UK border control sign

"Nothing has changed since the UK's exit from the European Union to justify any change in stance on the UK's part", he said, adding that the EU is "not a typical global organization".

Ms Dinenage said a 90-day visa-free travel period for musicians was not offered by the European Union, contrary to previous reports.

Dozens of United Kingdom music stars including Elton John, Ed Sheeran and conductor Simon Rattle say musicians have been "shamefully failed" by the British government, which has left them facing post-Brexit restrictions on touring in the European Union.

Representatives of global organisations whose status is not covered by the convention tend to have limited and less clearly defined privileges. But the artists have urged the government to negotiate a reciprocal deal allowing paperwork-free travel for touring artists.

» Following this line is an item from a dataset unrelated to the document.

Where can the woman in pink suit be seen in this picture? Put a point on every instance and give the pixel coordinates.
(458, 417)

I mean, we used to work in Europe before the European Union was even thought about.

Under the deal agreed by London and Brussels in December, British musicians will be able to tour in European Union countries without a visa for up to 90 days in any 180-day period, but will need work permits to perform in some countries like Germany and Spain.

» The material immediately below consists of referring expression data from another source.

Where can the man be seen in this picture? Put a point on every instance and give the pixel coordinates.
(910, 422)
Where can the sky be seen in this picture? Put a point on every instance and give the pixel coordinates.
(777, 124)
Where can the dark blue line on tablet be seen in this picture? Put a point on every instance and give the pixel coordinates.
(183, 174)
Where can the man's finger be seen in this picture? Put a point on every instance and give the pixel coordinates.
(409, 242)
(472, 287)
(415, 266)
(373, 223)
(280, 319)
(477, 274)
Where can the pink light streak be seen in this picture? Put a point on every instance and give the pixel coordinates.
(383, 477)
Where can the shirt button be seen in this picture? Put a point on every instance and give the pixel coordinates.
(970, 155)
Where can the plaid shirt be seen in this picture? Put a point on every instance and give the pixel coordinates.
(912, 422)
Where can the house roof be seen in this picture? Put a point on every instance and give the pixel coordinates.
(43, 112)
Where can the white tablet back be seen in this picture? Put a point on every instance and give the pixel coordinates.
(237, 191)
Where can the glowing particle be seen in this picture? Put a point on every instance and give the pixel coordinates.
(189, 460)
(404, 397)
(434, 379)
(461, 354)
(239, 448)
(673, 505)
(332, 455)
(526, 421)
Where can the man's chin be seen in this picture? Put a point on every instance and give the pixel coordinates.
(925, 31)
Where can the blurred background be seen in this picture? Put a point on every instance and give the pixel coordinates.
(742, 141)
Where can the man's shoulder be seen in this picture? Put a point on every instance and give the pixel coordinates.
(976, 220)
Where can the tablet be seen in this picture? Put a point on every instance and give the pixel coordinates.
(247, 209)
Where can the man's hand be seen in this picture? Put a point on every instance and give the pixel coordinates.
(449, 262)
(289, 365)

Freedom of movement for British and European citizens ended on December the 31st.

"We absolutely agree that musicians should be able to work across Europe", they said in a statement. Using what's left of the fee for a post-gig beer.

Caroline Dinenage MP indicated the decision could be reviewed years down the line, saying: "The negotiating team did negotiate an opportunity to come back and review this in the years ahead - so the light at the end of the tunnel is not entirely switched off". The government has said it was prepared to further discuss the issue with the block. This could open them up to being harassed and make them easier for them to be expelled.

The letter was organised by the Incorporated Society of Musicians and the Liberal Democrats, and published in The Times.

The letter said the potential for the requirement for costly permits will "tip many performers over the edge", adding: "We call on the government to urgently do what it said it would do and negotiate paperwork-free travel in Europe for British artists and their equipment".

Signees include Elton John, Radiohead, Glastonbury organisers Michael and Emily Eavis and Liam Gallagher.

Roger Daltrey, lead singer of The Who and an outspoken Brexiteer who previously dismissed concerns about tours after Brexit, was also on the list. A USA visa requires talent to show they have received "international recognition" in order to be eligible.